Un tiers des victimes en Afghanistan sont des enfants (327 morts et 880 blessés), notamment en raison des munitions non-explosées qu’ils manipulent, inconscients du danger.

Les civils meurent à un rythme «inacceptable» en Afghanistan 

KABOUL — Les civils continuent de mourir et d’être blessés à un rythme «inacceptable» en dépit des discussions visant à mettre fin à des décennies de guerre, a dénoncé mardi la Mission de l’ONU en Afghanistan (Manua).

Malgré une baisse de 27 % du nombre de victimes au premier semestre 2019 par rapport aux six premiers mois de 2018, 1366 civils ont tout de même été tués et 2446 blessés, a fait savoir la Manua dans un rapport semestriel.

«Le mal fait aux civils est choquant et inacceptable», a souligné la mission de l’ONU, qui qualifie d’«insuffisants» les «efforts» annoncés par les deux parties pour limiter les pertes civiles.

Un tiers des victimes sont des enfants (327 morts et 880 blessés), notamment en raison des munitions non-explosées qu’ils manipulent, inconscients du danger.

Davantage de civils ont été tués par les forces pro-gouvernementales que par les groupes insurgés (717 morts contre 531), en grande partie du fait des frappes aériennes afghanes et américaines, selon la Manua.

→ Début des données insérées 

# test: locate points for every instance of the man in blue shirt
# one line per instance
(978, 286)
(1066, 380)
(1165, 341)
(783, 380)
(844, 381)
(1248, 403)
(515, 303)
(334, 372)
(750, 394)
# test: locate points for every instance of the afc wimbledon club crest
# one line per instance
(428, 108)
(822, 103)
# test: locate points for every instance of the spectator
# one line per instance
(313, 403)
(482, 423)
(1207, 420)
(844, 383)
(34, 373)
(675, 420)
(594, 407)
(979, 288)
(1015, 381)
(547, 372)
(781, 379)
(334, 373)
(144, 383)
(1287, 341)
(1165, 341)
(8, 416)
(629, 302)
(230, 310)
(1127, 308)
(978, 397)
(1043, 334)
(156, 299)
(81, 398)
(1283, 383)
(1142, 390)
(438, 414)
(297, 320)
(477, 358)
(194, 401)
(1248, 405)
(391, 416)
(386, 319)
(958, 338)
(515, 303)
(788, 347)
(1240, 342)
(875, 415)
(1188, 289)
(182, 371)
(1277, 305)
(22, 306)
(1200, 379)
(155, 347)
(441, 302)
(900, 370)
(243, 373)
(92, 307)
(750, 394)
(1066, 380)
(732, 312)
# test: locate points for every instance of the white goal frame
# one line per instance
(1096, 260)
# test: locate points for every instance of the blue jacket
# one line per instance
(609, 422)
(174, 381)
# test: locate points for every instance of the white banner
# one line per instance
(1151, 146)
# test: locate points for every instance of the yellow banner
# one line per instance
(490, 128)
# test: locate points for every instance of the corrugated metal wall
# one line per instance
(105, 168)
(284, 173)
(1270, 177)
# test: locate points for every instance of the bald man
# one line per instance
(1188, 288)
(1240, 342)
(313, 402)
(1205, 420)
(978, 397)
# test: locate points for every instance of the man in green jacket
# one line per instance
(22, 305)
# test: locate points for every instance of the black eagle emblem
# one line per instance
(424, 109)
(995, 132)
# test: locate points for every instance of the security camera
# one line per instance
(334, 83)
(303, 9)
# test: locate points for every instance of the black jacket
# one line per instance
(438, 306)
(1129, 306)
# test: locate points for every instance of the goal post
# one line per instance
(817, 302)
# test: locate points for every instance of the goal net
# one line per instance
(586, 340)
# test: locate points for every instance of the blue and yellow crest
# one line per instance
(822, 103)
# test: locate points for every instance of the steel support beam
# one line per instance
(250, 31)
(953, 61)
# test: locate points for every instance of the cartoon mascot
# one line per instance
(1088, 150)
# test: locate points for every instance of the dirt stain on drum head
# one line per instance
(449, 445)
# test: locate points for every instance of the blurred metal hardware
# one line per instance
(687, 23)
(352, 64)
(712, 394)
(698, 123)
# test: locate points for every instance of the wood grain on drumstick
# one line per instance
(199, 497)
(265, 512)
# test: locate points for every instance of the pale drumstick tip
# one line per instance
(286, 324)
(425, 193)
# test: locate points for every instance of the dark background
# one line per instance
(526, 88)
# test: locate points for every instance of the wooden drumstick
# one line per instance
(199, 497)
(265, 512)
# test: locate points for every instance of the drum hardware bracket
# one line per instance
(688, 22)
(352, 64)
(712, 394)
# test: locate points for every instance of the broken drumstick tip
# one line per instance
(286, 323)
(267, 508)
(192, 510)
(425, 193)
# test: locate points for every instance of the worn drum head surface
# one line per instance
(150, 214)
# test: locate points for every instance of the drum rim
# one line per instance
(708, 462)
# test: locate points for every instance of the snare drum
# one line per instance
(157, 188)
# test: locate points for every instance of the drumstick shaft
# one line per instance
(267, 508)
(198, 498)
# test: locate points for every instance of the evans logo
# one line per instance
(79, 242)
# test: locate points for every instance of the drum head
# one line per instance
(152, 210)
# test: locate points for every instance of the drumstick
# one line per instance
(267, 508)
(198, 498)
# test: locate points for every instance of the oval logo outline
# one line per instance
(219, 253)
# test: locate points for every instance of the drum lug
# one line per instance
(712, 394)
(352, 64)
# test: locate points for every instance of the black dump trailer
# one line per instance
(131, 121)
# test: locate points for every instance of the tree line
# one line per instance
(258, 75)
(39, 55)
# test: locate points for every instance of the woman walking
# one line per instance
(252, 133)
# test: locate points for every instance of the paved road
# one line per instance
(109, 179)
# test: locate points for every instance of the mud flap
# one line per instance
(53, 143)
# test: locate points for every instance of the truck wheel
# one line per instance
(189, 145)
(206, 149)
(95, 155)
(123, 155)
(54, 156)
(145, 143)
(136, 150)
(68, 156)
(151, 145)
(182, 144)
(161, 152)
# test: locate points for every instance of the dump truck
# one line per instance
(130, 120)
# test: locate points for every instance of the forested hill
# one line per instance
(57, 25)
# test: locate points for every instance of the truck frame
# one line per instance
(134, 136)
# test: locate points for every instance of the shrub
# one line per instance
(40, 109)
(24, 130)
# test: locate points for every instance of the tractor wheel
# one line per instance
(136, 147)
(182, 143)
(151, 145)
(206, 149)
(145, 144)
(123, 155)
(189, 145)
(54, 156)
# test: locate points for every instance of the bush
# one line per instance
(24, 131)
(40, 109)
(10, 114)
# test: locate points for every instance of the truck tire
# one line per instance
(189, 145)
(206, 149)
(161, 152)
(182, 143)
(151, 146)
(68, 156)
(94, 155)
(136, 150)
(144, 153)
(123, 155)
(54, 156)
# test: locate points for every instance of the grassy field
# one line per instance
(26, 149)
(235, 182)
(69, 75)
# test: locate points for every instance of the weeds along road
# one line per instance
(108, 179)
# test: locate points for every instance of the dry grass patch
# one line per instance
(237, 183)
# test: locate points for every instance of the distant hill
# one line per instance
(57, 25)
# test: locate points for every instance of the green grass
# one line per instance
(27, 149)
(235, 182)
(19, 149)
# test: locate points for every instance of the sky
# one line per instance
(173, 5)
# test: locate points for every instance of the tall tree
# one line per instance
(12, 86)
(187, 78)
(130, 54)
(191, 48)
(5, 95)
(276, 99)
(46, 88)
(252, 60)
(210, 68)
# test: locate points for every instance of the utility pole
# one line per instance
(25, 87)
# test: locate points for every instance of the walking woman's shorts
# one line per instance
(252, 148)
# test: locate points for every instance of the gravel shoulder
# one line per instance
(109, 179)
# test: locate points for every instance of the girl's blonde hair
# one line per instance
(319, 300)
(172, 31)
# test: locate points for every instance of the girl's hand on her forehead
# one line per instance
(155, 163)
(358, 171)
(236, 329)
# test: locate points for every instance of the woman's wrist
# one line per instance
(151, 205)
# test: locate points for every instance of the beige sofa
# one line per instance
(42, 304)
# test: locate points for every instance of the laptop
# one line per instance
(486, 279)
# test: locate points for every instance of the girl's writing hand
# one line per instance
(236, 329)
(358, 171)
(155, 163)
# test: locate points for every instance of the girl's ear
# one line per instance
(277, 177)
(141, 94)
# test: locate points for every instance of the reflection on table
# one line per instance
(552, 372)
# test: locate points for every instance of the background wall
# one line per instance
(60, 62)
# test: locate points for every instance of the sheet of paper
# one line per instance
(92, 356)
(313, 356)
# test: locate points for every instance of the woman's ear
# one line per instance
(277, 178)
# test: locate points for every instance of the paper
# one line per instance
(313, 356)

Les forces américaines en Afghanistan, via leur porte-parole, le colonel Sonny Leggett, ont contesté dans un communiqué «les méthodes et les conclusions de la Manua».

«Les sources dont les informations sont limitées et les motivations contradictoires ne sont pas toujours crédibles», a observé le colonel Leggett, assurant que l’armée américaine enquêtait sur toutes les allégations de pertes civiles dans ce qui est un «environnement complexe».

«Nous suivons les normes les plus élevées de précision et de responsabilité et nous nous efforçons toujours d’éviter de blesser les civils non-combattants», a-t-il ajouté.

Les talibans ont également rejeté les conclusions du rapport onusien, comme ils le font à chaque parution.

D’après la Manua, les forces pro-gouvernementales ont causé 31 % de pertes civiles supplémentaires au premier semestre 2019 par rapport à la même période en 2018, quand celles attribuées aux différents groupes insurgés — principalement les talibans et le groupe État islamique — ont diminué de 43 % du fait d’une baisse des attentats suicides et des attaques complexes.